Les condamnations prononcées à l’encontre d’un parent reconnu coupable, coauteur ou complice d’un inceste peuvent être accompagnées d’une déchéance de l’autorité parentale.
En revanche, les relations incestueuses, librement consenties, entre ascendant et descendant majeur ou entre collatéraux de plus de 15 ans ne sont pas pénalement réprimées.
Porter plainte.
La prescription applicable aux faits d’inceste est de 10 ans lorsqu’il y a eu viol. Normalement, cette prescription, qui est le délai pendant lequel une plainte peut être déposée, court de la date des faits.
Toutefois, pour tenir compte des caractéristiques de l’inceste et de la crainte que l’agresseur inspire à sa victime, la loi du 10 juillet 1989 sur la protection de l’enfance, modifiée par celle du 4 février 1995, permet aux victimes de porter plainte dans les années suivant leur majorité.

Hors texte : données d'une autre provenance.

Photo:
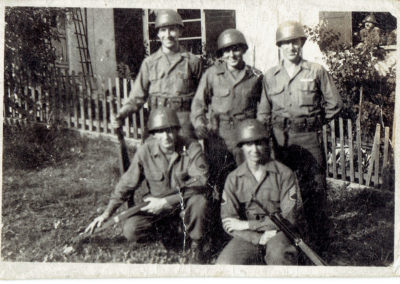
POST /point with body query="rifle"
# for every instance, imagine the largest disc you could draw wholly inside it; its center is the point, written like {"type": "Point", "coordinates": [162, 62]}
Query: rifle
{"type": "Point", "coordinates": [294, 237]}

On a assisté depuis lors à une multiplication des actions en justice.
Dénoncer les faits.
Mais lorsque la victime est encore un enfant, il importe que les faits soient dénoncés par ceux qui peuvent en avoir connaissance : la famille, les voisins, les enseignants ou les services sociaux qui ont connaissance de faits d’inceste sont tenus d’en informer les autorités judiciaires ou administratives : l’article 434-3 du Code pénal punit d’une peine de prison et d’amende quiconque n’a pas dénoncé des faits de mauvais traitements infligés à un mineur de moins de 15 ans. Par ailleurs, en vertu de l’article 226-14 du Code pénal, un médecin qui constate des sévices lui faisant présumer des violences sexuelles peut les porter à la connaissance du procureur de la République, avec l’accord de la victime. Il n’est pas tenu, dans ce cas, au secret professionnel.